Pastor Kruse (ELKI)

Martin Luther und Rom – das klingt nach Spannungen. Für ihn selbst war Rom eine „Bestie“. Er war selbst war als katholischer Mönch im Auftrag seines Ordens  dort. Später als Reformator urteilte er heftig über die „ewige Stadt“. Für Rom selbst war Martin Luther der Ketzer schlechthin.
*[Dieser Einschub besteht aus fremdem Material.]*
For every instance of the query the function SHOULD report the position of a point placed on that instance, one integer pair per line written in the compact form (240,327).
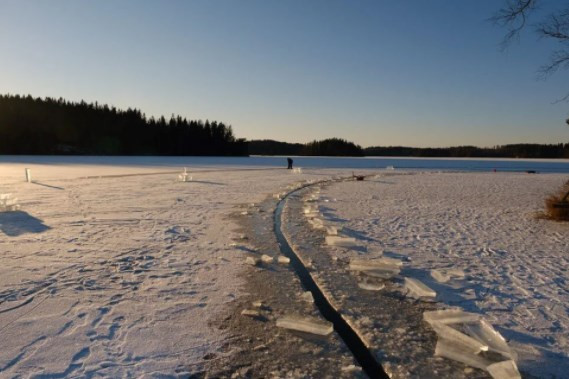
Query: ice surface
(371,286)
(332,230)
(307,296)
(504,370)
(283,260)
(451,316)
(340,241)
(443,276)
(8,203)
(450,350)
(307,325)
(266,258)
(184,176)
(250,313)
(440,276)
(418,288)
(458,339)
(484,332)
(375,268)
(357,264)
(316,223)
(253,261)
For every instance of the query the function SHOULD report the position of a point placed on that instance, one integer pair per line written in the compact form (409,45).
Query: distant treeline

Jetzt – am 16. September – ist es gelungen, dass mitten in der Stadt ein Platz nach dem Reformator benannt wurde. Das ist ein wunderbares Zeichen. Der lutherische Pastor Jens Martin Kruse zeigte sich überrascht und erfreut zugleich: „Wir haben das gar nicht glauben können und freuen uns sehr. Denn das ist eine sehr zentrale Lage, mitten in der Stadt. Und gleichzeitig ist dieser Platz auch ein bisschen im Schatten, hier leben viele Flüchtlinge, Obdachlose. Für uns ist damit die Pflicht verbunden, uns um diese Menschen zu kümmern.“ Für den Bürgermeister Roms soll das auch ein Ausdruck dafür sein, dass Rom eine weltoffene Stadt ist. „Ich gestehe, ich bin bewegt“, sagt Ignazio Marino. Endlich mal ein Erfolgserlebnis für einen Politiker, der in diesen Tagen enorm unter Druck steht. Mafia-Sumpf, Misswirtschaft, Müllberge und marode Straßen – das sind die schier unlösbaren Probleme von Italiens Hauptstadt.

Der Martin-Luther-Platz befindet sich im Colle Oppio Park, nahe des Kolosseums. Sechs Jahre nach der Eingabe an die Behörden im Jahr 2009 durch die Evangelisch-Lutherische Kirche in Italien (ELKI) und die Kirche der Siebenten-Tags-Adventisten in Italien hat der Stadtrat seine Zustimmung erteilt. Anlass ist auch das Jahr 2017: das Gedenken an den Beginn der Reformation vor 500 Jahren mit der Veröffentlichung von Luthers 95 Thesen. Mit dem Platz soll an die Pilgerreise des Augustinermönchs nach Rom im Jahr 1511 erinnert werden. Später zeigte sich Luther enttäuscht über die Eindrücke des dortigen geistlichen Lebens. Er geißelte den Papst und die Misstände seiner Kirche. So kehrt Luther wieder nach Rom zurück, – und bleibt im Bewußtsein der Kirchen.

Zusammengenommen zählen die Kirchen der Reformation etwa 100.000 Mitglieder im ganzen Land. Da sorgt der Martin-Luther-Platz mitten in der ewigen Stadt bei der kleinen evangelischen Minderheit für Selbstvertrauen. Natürlich erklingt die Hymne des Protestantismus: „Ein feste Burg ist unser Gott“ auf Italienisch. 

Übrigens: Am 15. November will er in der deutschen evangelischen Kirche in Rom einen Gottesdienst feiern.